I have used this procedure to check every driver I've ever set up. In good drivers, the current will always stay within a narrow range if the driver is working properly.

Which specific driver did you use paul?
I've just tested an SXD driver which i just pull out from a working laser (NUBM07E), the result are just like what i said earlier:


Closed circuit ~5A @ 0V
1Ω 4.58A @ 4.58V
1Ω +1 Diode 3.79A @ 5.24V
1Ω +2 Diode 3.12A @ 5.41V
1Ω +3 Diode 2.43A @ 5.56V
1Ω +4 Diode 1.79A @ 5.71V
1Ω +5 Diode 1.27A @ 5.86V
1Ω +6 Diode 0.75A @ 5.98V
Open circuit 0A @ 6.69V

Real world current when connected to NUBM07E = ~4.5A

P.S:
This driver has been modified to deliver 5A Isc (I short circuit) as per calculation on paper,
because the original configuration i paid and i get from DTR are real 4.5A Isc (i buy a 4.5A SXD)
but when connected to NUBM07E only delivers ~3.5A.
just like i said earlier here


Would you still call this a current regulating driver?
It's been used by many people without problem.
BTW i'm not trying to bash anyone product,
just pure curiosity because all my designed driver are also behave that way when introduced to a set of diodes as load
. :confused::confused:
Also, next time my blackbuck 8M arrives, i'll also test it out. :)
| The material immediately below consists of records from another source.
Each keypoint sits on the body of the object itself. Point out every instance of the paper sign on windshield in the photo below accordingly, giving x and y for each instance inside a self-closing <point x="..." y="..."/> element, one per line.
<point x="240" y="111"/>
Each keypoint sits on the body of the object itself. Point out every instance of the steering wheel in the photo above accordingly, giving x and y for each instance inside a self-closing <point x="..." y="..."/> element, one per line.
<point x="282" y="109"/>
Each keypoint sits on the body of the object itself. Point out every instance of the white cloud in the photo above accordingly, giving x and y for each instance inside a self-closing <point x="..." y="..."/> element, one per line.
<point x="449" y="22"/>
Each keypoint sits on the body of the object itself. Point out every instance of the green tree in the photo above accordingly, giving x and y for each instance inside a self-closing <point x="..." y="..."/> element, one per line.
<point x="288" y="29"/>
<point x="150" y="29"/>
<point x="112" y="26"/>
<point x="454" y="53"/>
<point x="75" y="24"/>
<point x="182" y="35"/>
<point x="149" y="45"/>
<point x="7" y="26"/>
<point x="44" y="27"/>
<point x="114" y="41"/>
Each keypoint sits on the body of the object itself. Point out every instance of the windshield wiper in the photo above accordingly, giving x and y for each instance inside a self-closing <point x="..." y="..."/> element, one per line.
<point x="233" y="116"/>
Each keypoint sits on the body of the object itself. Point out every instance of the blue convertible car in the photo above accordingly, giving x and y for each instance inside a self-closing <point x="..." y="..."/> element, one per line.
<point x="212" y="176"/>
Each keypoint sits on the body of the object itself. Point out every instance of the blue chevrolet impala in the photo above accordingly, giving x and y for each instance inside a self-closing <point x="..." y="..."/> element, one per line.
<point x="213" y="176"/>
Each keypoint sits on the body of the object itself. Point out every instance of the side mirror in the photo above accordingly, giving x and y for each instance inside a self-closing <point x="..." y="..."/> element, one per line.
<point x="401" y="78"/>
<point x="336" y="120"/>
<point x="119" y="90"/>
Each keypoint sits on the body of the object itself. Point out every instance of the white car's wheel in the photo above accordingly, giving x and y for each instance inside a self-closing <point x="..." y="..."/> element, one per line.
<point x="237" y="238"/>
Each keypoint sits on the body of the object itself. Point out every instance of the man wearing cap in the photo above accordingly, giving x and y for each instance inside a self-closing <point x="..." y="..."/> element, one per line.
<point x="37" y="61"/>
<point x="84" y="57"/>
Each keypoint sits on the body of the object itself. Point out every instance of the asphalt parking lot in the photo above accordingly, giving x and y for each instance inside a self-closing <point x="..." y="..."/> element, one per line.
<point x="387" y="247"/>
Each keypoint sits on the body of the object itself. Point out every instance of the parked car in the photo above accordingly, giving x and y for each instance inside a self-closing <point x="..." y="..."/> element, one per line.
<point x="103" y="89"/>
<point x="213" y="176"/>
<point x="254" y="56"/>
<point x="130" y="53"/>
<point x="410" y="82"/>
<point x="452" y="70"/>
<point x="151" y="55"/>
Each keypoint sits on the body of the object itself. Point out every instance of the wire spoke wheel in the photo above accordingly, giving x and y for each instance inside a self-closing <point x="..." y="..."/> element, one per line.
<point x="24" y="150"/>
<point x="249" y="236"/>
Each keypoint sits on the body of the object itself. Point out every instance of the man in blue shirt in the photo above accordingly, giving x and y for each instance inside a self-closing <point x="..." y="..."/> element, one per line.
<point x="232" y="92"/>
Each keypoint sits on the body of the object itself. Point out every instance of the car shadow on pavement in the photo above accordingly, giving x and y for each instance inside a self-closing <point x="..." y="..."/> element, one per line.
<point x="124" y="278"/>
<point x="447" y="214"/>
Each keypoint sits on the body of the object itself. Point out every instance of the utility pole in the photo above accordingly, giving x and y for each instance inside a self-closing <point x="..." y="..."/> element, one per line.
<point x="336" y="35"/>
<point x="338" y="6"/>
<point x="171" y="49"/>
I can see making the FB pin tied to the cathode of the LD and from there to gnd through a low value resistor. This should make it act as a current regulator.....unless I am missing something.

You are correct, that's what it takes to convert a buck/boost voltage regulator to a buck/boost current regulator
only, you might want to use some opamp/current sense IC to enable the use of small sense resistor.

But after all, the result are just what we see above.
IMHO if we want a real "constant current" driver, then a small 15mm * 10mm PCB are not enough due to the compensation added.